[RFC] Supporting more early-exit loops

Following on from David Sherwood’s work over the last year to support basic early exit loops, we’d like to propose a basic design for the next phase of that work.

Prior Work

David extended the vectorizer (along with scalar evolution, laa, etc) to support autovectorization of loops with an early exit, subject to the following restrictions:

  • No stores in the loop
  • No loads after the one used for the early exit
  • No reductions in the loop
  • The loop must have a single counted exit (linear induction variable
    compared against loop-invariant value)
  • The loop must have a single uncounted exit (comparison of a value loaded from memory against a loop-invariant value)
  • All possible memory accessed in the loop must be known to be dereferenceable at compile time; so assuming that the uncounted early exit is never taken, the loop will not fault up to the maximum bounds of the counted exit.

A sample loop that should vectorize today (when early-exit loopvec is enabled via a flag):

// Global array declared with known size, so that the compiler
// knows all 'N' iterations are safe to execute.
#define N (100)
int array[N];

int search_first_occurrence(int value) {
  int result = -1;
  for (int i = 0; i < N; i++)
    if (array[i] == value) {
      result = i;
      break;
    }
  return result;
}

While hopefully all the restrictions will be removed eventually, the first two Arm intends to address is supporting extra memory operations in the loop and requiring compile-time knowledge of memory bounds.

Supporting additional memory operations.

At present, early exit loops featuring stores (or loads after the early exit) will be rejected by LV legality checking. We would like to remove that restriction.

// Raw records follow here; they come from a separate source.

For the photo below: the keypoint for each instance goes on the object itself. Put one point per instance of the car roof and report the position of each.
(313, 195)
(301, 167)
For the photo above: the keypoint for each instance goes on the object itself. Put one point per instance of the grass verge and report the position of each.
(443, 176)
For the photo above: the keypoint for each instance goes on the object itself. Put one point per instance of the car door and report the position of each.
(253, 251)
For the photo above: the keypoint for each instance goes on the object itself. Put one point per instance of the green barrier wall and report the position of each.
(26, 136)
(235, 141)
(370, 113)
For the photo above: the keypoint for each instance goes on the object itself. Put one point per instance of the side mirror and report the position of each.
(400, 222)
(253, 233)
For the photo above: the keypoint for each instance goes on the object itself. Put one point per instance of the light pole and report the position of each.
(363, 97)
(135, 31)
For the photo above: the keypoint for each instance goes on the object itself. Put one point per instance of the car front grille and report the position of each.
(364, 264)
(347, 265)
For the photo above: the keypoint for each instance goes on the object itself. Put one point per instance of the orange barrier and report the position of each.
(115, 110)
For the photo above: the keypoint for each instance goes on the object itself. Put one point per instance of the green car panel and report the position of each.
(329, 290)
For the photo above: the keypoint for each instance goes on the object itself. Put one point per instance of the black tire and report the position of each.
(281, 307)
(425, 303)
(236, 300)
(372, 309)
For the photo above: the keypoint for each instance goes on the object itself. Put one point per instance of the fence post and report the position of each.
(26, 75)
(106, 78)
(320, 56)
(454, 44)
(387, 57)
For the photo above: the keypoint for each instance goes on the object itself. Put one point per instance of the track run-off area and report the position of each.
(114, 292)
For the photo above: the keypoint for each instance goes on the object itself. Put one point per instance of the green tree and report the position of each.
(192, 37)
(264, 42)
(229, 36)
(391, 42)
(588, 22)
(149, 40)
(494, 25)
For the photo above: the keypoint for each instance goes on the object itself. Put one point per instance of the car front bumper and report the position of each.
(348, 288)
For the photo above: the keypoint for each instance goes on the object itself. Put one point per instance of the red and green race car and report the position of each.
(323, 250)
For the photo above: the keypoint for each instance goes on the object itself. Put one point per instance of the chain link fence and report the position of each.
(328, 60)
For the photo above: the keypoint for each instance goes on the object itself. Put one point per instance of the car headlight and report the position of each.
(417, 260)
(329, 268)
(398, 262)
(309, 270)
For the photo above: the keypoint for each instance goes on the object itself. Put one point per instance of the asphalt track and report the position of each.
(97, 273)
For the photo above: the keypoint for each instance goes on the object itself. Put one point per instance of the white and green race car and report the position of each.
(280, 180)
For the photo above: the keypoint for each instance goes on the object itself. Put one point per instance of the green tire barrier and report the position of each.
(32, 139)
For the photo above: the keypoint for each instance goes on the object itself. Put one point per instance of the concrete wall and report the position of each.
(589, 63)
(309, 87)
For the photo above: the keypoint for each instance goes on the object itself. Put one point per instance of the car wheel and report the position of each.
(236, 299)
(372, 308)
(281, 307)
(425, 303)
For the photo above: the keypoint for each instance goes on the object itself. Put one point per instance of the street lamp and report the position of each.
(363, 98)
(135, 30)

Given a C loop like the following:

void ee_with_store(int * restrict array, int *pred, int N) {
  for (int i = 0; i < N; ++i) {
    array[i]++;
    if (pred[i] > 500)
      break;
  }
}

We have an early exit loop based on pred[i], with a load and store to array[i] occurring before the exit. We will see scalar IR similar to the following:

define void @ee_with_store(ptr dereferenceable(40) noalias %array, ptr dereferenceable(40) readonly %pred) {
entry:
  br label %for.body
for.body:
  %iv = phi i64 [ 0, %entry ], [ %iv.next, %for.inc ]
  %st.addr = getelementptr inbounds nuw i16, ptr %array, i64 %iv
  %data = load i16, ptr %st.addr, align 4
  %inc = add nsw i16 %data, 1
  store i16 %inc, ptr %st.addr, align 4
  %ee.addr = getelementptr inbounds nuw i16, ptr %pred, i64 %iv
  %ee.val = load i16, ptr %ee.addr, align 4
  %ee.cond = icmp sgt i16 %ee.val, 500
  br i1 %ee.cond, label %exit, label %for.inc
for.inc:
  %iv.next = add nuw nsw i64 %iv, 1
  %counted.cond = icmp eq i64 %iv.next, 20
  br i1 %counted.cond, label %exit, label %for.body
exit:
  ret void
}

(Dereferenceable attributes added to stay within known bounds)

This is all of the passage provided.